For 31 years, Tim Chase has taught science in the same classroom at Murray Middle School in St. Paul, and he begins class on the same battered stool.
“Good morning,” he says to his students. “It’s good to see you.”
Chase retires next month as an award-winning champion of science and the environment — a sturdy hand in a St. Anthony Park neighborhood accustomed to excellence in such endeavors.
The mix of students at Murray has grown more diverse, but the school’s message to kids is clear: We’re more alike than different. And a lot of the best unifying stuff is happening outside of the classroom.

Outward bound
Among the schools whose kids feed into Murray is St. Anthony Park Elementary, and years ago, when Jon Schumacher’s children attended, there was a rite of passage: an extended field trip to Wolf Ridge Environmental Learning Center in Finland, Minn.

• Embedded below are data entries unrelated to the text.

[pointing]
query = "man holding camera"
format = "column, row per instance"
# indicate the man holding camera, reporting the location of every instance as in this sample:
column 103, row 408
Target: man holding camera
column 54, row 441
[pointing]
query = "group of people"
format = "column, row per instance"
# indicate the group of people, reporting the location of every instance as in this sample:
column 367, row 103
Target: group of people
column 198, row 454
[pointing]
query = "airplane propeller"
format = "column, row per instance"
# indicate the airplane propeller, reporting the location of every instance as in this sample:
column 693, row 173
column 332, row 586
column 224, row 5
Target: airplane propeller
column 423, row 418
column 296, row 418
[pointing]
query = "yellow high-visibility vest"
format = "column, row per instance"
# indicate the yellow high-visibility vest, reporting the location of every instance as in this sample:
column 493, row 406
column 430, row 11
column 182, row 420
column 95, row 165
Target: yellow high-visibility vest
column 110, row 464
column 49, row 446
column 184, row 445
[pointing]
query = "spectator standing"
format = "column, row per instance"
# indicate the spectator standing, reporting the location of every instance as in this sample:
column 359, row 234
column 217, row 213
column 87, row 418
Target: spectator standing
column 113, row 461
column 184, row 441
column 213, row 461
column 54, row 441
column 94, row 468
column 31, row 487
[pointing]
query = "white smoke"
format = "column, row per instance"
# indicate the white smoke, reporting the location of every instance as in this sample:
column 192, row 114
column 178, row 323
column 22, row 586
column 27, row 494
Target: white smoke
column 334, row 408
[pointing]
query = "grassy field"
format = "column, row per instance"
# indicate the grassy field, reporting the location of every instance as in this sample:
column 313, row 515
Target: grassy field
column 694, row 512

Murray partners with the center, too. Students take in the streams and other habitats. They tackle a ropes course encouraging teamwork, trust and risk-taking.
Schumacher is a former executive director of the St. Anthony Park Community Foundation who served four years as a St. Paul school board member, including two as its chairman. For years, he accompanied the Murray students to Wolf Ridge.
Many kids, he said, came from outside St. Anthony Park, and together they’d ride five hours from the city deep into nature. Eyes were wide open and adrenaline pumping, Schumacher said, and there in the center of it was soft-spoken Chase, firmly in control.